Asthma is caused by swelling (inflammation) of the breathing tubes that carry air in and out of the lungs. This makes the tubes highly sensitive, so they temporarily narrow.
It may occur randomly or after exposure to a trigger.
Common asthma triggers include:
- Allergies (such as, to house dust mites, animal fur or pollen).
- Smoke, pollution and cold air.
- Infections like colds or flu.
Identifying and avoiding your asthma triggers can help you keep your symptoms under control.
Asthma is usually treated by using an inhaler, a small device that lets you breathe in medicines.
The main types are:
- Reliever inhalers – used when needed to quickly relieve asthma symptoms for a short time.
- Preventer inhalers – used every day to prevent asthma symptoms occurring.

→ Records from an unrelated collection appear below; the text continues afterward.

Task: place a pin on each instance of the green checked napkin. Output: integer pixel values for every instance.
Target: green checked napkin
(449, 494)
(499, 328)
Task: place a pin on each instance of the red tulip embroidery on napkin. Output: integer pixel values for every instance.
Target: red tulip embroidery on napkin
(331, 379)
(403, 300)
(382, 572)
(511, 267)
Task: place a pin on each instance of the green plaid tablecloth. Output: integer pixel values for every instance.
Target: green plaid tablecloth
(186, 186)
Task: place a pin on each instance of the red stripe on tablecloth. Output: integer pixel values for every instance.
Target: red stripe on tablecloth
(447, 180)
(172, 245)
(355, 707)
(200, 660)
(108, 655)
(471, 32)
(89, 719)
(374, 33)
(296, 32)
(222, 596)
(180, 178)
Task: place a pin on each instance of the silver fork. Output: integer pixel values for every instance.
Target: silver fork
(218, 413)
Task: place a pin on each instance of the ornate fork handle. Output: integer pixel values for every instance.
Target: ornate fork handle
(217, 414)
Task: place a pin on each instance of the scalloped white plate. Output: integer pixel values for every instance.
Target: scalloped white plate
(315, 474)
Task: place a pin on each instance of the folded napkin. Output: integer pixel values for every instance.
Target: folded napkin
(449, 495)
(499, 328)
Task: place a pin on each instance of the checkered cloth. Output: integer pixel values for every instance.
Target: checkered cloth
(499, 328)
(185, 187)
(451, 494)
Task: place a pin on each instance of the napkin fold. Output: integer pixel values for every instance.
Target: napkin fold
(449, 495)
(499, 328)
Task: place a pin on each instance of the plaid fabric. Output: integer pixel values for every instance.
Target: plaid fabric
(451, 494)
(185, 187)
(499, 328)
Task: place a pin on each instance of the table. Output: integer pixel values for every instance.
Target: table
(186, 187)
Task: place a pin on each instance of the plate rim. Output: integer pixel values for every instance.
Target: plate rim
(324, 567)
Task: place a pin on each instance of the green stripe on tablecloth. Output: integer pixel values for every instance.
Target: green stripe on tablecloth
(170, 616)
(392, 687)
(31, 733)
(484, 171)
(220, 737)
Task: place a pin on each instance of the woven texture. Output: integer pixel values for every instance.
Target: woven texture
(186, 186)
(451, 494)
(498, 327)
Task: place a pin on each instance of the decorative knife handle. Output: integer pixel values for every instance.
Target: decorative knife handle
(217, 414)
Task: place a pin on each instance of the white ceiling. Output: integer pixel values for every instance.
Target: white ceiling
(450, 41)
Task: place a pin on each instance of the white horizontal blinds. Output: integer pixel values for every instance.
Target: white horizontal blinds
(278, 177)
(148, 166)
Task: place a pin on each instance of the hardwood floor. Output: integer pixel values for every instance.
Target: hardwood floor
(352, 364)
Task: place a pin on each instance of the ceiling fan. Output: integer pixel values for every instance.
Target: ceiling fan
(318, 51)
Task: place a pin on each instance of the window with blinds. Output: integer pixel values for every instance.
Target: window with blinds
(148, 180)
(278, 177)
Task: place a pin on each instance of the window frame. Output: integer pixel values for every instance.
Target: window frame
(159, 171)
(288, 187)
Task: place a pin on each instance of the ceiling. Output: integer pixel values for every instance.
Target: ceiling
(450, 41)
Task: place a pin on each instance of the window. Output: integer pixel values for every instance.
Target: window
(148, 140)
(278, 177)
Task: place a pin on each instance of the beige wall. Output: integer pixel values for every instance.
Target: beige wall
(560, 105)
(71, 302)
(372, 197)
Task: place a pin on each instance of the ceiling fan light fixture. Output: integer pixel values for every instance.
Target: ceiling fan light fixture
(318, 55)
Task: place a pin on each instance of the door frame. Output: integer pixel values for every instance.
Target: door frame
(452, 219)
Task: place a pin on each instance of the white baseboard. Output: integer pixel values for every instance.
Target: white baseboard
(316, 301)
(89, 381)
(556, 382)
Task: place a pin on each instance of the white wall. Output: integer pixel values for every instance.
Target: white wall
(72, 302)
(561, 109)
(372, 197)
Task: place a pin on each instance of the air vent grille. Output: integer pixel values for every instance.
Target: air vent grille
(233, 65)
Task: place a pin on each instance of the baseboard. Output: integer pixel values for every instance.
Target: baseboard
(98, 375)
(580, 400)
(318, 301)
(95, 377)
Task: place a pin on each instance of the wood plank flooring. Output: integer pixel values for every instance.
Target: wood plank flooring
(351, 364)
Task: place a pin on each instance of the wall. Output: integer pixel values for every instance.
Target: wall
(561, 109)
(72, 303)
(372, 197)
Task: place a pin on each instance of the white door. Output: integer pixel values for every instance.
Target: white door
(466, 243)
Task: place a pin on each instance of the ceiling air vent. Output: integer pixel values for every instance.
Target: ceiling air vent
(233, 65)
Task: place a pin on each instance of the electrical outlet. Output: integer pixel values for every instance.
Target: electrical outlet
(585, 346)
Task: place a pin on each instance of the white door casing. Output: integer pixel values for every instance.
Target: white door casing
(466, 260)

Some people also need to take tablets.
Asthma is a long-term condition for many people, particularly if it first develops when you're an adult.
In children, it sometimes disappears or improves during the teenage years, but can come back later in life.
The symptoms can usually be controlled with treatment. Most people will have normal, active lives, although some with more severe asthma may have ongoing problems.
Although asthma can normally be kept under control, it's still a serious condition that can cause a number of problems.
This is why it's so important to follow your treatment plan and not ignore your symptoms if they're getting worse.
Badly controlled asthma can cause problems such as:
- Feeling tired all the time.
- Underperformance at, or absence from, work or school
- stress, anxiety or depression.
- Disruption of your work and leisure because of unplanned visits to a GP or hospital.
- Lung infections (pneumonia).
- Delays in growth or puberty in children.
There's also a risk of severe asthma attacks, which can be life threatening.